Stephanie Bonney replied that a moratorium suspends regular rules and the Board considered that the 120 day time limit could likewise be temporarily suspended temporarily. However, she said that since Idaho statute does require a fixed time for processing applications, if the commissioners were incorrect in rescinding the 120 days, then there is a severability clause in the moratorium resolution which allows the court to remove that aspect of the resolution and leave the moratorium in place
Other points made by Attorney Stephanie Bonney
Stephanie Bonney argued that the plaintiffs' argument for being entitled to injunctive relief is weak because they merely speculate that land values will change and therefore hurt them. She said that the plaintiff's request seems to indicate that they feel they have a right to a certain density. In addition, although they assert they have been injured but not a single buyer or contract is named.
The judge agreed that merely stating land values would go down did not go far enough in proving irreparable harm. He stated that the commissioners have the power to make all kinds of decisions that people could perceive to affect their land values. Many decisions hurt some people and help others – “that's society” he said.
Stephanie Bonney commented that the plaintiff does not question the accuracy of the findings, but even if the plaintiffs, or even the court disagrees with whether or not there was an emergency, the legal standard is deference to Board findings as long as substantiated by evidence. She added that the legal standard for evidence is even less than a “preponderance of the evidence.”
The judge commented that he had a hard time seeing the health, safety and welfare element of the emergency and wondered whether the issues could have been addressed in another form. He and Stephanie Bonney went back and forth on what constituted imminent peril to health, safety or welfare.
Some notes on "health, safety and welfare"
VARD believes that the county is on very firm ground in terms of the need for an emergency moratorium, especially when you examine how Idaho statute defines health, safety, and general welfare. According to Idaho Statute Title 67, Chapter 65 the purpose of local land use planning is “to promote the health, safety and general welfare of the people of the state of Idaho as follows: …
(b) To ensure that adequate public facilities and services are provided to the people at reasonable cost…
(d) To ensure that the important environmental features of the state and localities are protected…
(h) To ensure that the development on land is commensurate with the physical characteristics of the land…
(j) To protect fish, wildlife, and recreation resources.
(k) To avoid undue water and air pollution.

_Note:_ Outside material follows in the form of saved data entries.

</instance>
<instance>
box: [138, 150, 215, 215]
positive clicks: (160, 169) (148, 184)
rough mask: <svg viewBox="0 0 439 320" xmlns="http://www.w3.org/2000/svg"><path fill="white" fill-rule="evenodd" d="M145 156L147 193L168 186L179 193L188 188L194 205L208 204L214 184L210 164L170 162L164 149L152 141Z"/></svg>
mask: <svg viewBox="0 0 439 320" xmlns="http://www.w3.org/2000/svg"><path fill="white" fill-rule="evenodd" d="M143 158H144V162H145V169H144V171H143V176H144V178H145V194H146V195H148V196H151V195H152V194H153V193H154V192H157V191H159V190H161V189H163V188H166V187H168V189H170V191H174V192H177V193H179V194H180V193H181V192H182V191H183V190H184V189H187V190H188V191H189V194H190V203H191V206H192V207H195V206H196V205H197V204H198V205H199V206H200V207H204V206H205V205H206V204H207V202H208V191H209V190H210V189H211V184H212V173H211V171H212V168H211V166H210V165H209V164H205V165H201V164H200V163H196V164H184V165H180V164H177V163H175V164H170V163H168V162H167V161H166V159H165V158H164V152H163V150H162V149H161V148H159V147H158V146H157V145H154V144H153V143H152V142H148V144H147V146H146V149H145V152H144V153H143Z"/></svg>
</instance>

(l) To allow school districts to participate in the community planning and development process so as to address public school needs and impacts on an ongoing basis.”
Reading this statement it is plain to see that Teton County government has multiple issues where it is falling short of promoting the health, safety and general welfare of the people of the county. These are very real crises that need to be addressed and the moratorium allows them the time and resources to properly address them.
At the close of the hearing Judge Shindurling said that he would take 7-10 days to consider the matter of the preliminary injunction only and deliver a written opinion.